The kiss starts sweet and calm, but when he grazes his teeth across my lip, I make a noise that seems to uncork something inside him, and he’s over me again, elbows planted beside my head, kissing me so good I’m dizzy with how much I want him.

My fingers toy with the waistband of his sweats, and skim just beneath and then—why not—I push them down his hips, and his warm skin slides over mine. I think for one second that it’s moving too fast, but I sense the same awareness in him because he shifts back and away.

I’ve never been in sync with someone like this. It feels like hours pass while we’re kissing and touching, talking and breaking into spontaneous, loud bursts of laughter. The sex is right there, but so is the blackness of night, reminding us that no one is in a hurry and we have plenty of time for fun. Even the fumbling condom unwrapping leaves us in hysterics. He’s still laughing into a kiss when he moves over me, and into me, and then I get to see the quiet, focused side of Andrew, the one who makes it his life’s work to listen, because he works so carefully to respond to every single sound I make.

When we finally pull our clothes back on and he walks me across the moonlit expanse of snow, there are two things I want with equal intensity: I want to turn around and go back to being naked in the sleeping bag, and I want him to follow me into the kitchen, sit down at the table, and talk to me for hours.

 

 

chapter twenty


At five thirty in the morning, two and a half hours after Andrew walked me back to the house, I give up on sleep and shuffle upstairs to the kitchen. I am a sewer creature emerging into daylight; a woman who very definitively needs eight full hours of sleep. Today should be interesting.

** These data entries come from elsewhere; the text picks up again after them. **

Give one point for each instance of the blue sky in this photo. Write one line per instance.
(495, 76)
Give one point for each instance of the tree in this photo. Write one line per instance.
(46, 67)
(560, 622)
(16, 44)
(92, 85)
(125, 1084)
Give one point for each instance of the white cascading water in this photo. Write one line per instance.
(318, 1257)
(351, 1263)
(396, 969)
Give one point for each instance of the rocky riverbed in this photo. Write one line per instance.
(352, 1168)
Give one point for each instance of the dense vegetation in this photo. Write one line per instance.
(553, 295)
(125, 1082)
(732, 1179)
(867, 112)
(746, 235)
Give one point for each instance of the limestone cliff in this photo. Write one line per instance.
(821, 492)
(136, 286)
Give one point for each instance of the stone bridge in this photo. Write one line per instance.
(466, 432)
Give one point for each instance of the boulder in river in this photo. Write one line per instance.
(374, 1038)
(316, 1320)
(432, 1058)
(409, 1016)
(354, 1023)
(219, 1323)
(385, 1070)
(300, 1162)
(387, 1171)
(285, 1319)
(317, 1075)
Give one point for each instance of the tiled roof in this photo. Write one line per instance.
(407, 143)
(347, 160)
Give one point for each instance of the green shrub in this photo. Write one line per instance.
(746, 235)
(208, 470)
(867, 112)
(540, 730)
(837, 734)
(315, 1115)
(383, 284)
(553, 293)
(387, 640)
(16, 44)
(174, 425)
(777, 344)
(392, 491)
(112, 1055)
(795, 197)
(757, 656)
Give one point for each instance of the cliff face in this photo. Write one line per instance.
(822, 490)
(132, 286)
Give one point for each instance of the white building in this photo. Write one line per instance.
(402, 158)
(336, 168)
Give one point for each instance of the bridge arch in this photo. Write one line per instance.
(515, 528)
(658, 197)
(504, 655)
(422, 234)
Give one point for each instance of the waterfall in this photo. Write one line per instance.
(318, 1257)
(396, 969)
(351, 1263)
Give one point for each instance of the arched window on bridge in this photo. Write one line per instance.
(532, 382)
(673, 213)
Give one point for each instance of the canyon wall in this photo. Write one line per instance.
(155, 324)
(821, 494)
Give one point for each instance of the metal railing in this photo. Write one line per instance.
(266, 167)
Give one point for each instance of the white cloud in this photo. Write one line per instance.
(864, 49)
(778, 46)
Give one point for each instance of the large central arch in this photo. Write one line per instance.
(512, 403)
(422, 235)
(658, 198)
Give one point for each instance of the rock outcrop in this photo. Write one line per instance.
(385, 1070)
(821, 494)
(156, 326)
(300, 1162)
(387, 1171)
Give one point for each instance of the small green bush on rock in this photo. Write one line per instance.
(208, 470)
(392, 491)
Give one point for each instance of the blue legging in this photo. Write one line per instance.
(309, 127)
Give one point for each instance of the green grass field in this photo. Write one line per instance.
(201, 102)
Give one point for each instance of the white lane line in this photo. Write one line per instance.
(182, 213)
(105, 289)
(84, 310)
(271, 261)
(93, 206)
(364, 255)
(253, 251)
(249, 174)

Ricky stumbles in about the same time I do, and we both freeze at the sight of his son at the end of the table, bent over a bowl of cereal. My heart falls into my stomach, and I watch in horror as Andrew lifts an arm and casually wipes away a drip of milk from his chin.

He hasn’t heard us approach, I know, but the view of him bowed over the table, the silence that seems to stretch like a canyon across the otherwise warm, inviting space . . . it’s so similar to that horrible morning with Theo that I am instantly queasy with dread.

Is this the catch? The surprise ending? Gotcha! You’ve made the same mistake with Andrew. Did you really think the point of all this was for you to be happy?

A sound creaks out of me, something between an inhale and a groan, and Andrew’s eyes shoot up, and then back over his shoulder to his dad, before returning to me.

His sleepy gaze immediately shifts into twinkling happiness. “Well, good morning, fellow early risers.”

He’s looking at me like I’m exactly who he wanted to find this morning, but my doubt takes a beat to wear off and the feeling keeps me from moving deeper into the room.

Ricky looks at me, then the coffeepot, and then me again meaningfully before he eventually gives up and walks over to it himself. “What’re you doing up so early, Drew?”